生まれは新潟県。30数年前、上京した清水さんは、東京で夜間の大学に通っていました。
「もともと、バンドをやったりしていましたから、人前に出るのは好きだったんですが。上京して、バイトしながら夜間の大学に通っていると、思い描いたようなキャンパス・ライフもなくてね。
このままふわふわ大学に通ってても仕方ないかなと思い始めて、とりあえず車の免許を取ろうと、一旦、新潟へ帰ったんです。教習所の隣にジャスコがあって、休憩時間に立ち読みをしていたら『欽ちゃん劇団』のオーディションを見つけたんです」
初めてのオーディション。東京に戻った清水さんは、普段着のまま、それを受けに行くことに。
「便所スリッパみたいなのを履いて行っちゃったんですよ。『ダンスからです』と言われて、踊っていたら途中でそのスリッパが脱げて。ああ、もうダメだなあと思っていたら、後日、合格しました、という通知をもらって驚きました」
合格者は3ヶ月、週6日に及ぶレッスンを受けることが入団の条件でした。
「コント、演技、タップダンス。週6日、3ヶ月で、レッスン料を5万円払うようにとのことでした。今思えばすごく安いですよ。きっと一流の先生方が教えてくださるわけですから。でも、当時何も知らない僕は『合格したのにお金を払うなんておかしくないか』と、浅はかに考えてしまって。それで、せっかく合格したのに、行かなかったんです」
ただそこで、清水さんには「オーディションに受かった」という成功体験が残ったのでした。

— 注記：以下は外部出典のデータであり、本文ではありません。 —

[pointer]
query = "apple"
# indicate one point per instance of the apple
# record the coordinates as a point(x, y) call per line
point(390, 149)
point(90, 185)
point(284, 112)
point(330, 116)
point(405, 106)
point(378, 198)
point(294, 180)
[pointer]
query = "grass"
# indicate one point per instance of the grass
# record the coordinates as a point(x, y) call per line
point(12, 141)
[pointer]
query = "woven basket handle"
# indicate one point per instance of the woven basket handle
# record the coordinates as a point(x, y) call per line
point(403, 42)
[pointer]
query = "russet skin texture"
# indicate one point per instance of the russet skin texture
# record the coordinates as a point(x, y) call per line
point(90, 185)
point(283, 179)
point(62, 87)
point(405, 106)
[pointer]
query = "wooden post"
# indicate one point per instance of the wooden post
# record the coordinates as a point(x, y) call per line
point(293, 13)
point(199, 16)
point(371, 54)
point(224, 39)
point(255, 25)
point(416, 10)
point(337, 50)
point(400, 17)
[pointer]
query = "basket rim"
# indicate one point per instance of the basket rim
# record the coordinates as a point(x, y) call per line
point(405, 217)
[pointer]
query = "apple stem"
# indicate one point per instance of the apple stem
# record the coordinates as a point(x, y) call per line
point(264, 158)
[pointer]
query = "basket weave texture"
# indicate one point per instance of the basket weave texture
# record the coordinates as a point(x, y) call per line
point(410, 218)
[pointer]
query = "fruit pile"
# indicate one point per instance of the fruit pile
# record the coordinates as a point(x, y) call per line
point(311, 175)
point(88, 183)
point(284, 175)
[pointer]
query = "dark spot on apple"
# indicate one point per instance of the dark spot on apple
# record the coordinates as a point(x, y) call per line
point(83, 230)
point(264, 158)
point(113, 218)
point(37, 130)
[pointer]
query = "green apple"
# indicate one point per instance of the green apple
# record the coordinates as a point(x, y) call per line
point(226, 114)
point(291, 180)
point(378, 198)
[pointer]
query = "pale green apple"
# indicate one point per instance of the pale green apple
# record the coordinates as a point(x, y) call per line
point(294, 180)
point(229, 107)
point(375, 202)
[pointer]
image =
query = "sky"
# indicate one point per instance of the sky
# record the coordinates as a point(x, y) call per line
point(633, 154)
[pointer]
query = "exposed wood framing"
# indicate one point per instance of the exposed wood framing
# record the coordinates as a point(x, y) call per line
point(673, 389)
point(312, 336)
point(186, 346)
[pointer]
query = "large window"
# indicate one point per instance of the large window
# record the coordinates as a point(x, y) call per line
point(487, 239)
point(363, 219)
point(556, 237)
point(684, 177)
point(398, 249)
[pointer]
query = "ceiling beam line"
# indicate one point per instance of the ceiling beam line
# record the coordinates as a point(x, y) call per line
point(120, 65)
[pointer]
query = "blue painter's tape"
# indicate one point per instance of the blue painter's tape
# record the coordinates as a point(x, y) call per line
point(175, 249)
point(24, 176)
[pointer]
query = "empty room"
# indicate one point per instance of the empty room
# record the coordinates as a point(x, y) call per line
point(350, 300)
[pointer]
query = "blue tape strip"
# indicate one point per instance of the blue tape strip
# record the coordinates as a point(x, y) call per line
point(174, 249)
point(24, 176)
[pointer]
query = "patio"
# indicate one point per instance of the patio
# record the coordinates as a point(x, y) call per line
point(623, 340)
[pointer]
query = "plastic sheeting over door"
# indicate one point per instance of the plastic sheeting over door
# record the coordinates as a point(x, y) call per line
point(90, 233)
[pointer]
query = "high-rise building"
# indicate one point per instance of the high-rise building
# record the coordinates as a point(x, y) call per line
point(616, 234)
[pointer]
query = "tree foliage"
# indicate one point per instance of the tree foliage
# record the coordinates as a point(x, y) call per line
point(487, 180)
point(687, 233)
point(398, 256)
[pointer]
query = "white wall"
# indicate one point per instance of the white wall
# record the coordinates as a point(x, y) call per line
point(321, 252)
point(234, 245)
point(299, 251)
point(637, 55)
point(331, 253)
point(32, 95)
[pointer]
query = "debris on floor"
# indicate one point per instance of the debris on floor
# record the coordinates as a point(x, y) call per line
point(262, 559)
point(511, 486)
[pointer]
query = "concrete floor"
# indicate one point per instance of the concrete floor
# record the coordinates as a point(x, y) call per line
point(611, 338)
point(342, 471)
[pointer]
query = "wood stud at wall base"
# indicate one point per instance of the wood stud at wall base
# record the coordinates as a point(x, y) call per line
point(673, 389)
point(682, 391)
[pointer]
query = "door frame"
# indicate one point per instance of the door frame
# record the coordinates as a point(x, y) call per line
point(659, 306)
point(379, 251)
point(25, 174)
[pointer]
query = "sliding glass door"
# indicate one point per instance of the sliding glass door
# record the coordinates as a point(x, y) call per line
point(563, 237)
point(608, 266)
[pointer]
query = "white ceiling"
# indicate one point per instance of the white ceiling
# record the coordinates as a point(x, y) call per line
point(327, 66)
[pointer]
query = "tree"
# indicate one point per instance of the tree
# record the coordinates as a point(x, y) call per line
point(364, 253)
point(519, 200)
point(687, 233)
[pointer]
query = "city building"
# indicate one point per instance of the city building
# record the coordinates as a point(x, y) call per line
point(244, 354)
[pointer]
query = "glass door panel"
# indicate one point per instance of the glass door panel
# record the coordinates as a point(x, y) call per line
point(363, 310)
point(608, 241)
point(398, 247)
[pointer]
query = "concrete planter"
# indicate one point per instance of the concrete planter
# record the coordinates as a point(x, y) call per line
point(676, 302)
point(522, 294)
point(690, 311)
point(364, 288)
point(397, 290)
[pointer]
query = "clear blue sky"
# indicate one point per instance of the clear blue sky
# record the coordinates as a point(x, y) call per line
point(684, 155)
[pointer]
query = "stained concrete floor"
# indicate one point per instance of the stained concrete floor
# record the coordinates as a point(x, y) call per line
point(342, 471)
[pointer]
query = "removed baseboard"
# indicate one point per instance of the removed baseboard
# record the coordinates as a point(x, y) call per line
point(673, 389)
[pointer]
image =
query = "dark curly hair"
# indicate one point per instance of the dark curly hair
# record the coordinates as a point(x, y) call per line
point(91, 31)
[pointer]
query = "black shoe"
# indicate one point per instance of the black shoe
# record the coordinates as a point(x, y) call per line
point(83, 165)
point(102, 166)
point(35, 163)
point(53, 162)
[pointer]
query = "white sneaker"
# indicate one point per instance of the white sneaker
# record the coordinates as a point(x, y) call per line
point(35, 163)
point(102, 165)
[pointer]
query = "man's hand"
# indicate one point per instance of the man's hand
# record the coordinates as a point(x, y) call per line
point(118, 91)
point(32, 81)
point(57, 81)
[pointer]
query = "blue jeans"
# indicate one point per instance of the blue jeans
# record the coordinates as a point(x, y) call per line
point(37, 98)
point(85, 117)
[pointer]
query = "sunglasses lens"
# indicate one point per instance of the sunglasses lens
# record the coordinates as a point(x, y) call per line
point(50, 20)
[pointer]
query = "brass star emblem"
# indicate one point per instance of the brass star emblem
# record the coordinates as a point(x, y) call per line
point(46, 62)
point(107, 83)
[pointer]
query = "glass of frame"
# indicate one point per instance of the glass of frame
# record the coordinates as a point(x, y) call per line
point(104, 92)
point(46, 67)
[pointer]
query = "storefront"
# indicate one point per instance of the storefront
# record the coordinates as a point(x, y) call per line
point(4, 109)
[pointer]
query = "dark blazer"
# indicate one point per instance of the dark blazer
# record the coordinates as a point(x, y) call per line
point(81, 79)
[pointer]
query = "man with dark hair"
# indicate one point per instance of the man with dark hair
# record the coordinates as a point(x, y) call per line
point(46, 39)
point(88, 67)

「オーディションって、受ければ受かるんじゃないか、と思ったんですね。もともと、映像にも出てみたかったので、今度はオーディション雑誌を買って、映像もやっているプロダクションを探しました。’93年頃かな。東映Vシネマの全盛期で、脇役の脇役みたいな、不良少年の役くらいはいっぱいあったんです。そこで、映像で演じるスキルを磨いていきました」
演技の修行の場は、役者として生きる修行の場でもあったようです。
「当時はバブルの名残もあり、Vシネマでも、今のちょっとした映画くらいの予算があったんです。当時、アクションの身振り手振りを教えていた殺陣師の人は大忙しで、その人が自分でキャスティングできる枠もありました。ある朝、相手役の手下に、初めて顔を見る男性がいたんですね。『事務所はどこ』と聞いたら『昨日、殺陣師の人とフリーマーケットで会っておいでと言われた』と。そうしたら、午後にはその人がバイクで引きずられるシーンをやってたんです! むちゃくちゃでしょう(笑)。僕もバク転やバク宙ができないと仕事がないからと、コンクリートの上で飛んだり跳ねたりしていましたよ」
おおらかな時代といえば、おおらかな時代でもあります。
「当時の現場の人たちは今も頑張っていますよ。〜君、と呼んでいた人が、日本有数のアクション監督になっていたりして」
周囲とともに大きくなっていく。清水さんの話には、そんな幸せな仕事の形が見えてきます。
‘97年にはNHK大河『毛利元就』で、元就の孫・吉川元資役に抜擢された清水さん。その後、北野武監督の映画『座頭市』にも出演しています。
そしていよいよ2022年9月には『鎌倉殿の13人』に、長沼宗政役で登場します。
「宗政は、栃木の小山三兄弟の次男で、長沼という土地を与えられた男。鎌倉幕府が開かれた後、権力争いと、上層への告げ口、告げ口で粛清の嵐になっていきました。そんななかで、長沼宗政は鎌倉一の暴言王と言われた男だったようです。例えば、鎌倉殿である源実朝に『あなたは和歌ばかりに勤しんで、御家人を蔑ろにしている』と言い放ったり。プロデューサーに『好き勝手言っちゃってください』と言われていますので、登場のシーンはかなり荒々しくなるかもしれません。もしかしたら、ニトリのCMで知った人は気づかないかもしれない髭もじゃのルックスです」
さてさて、清水さん演じる長沼宗政は、どんな荒武者ぶりを見せてくれるのか。3週目から登場だそうですから、目を凝らして見ていたいものです。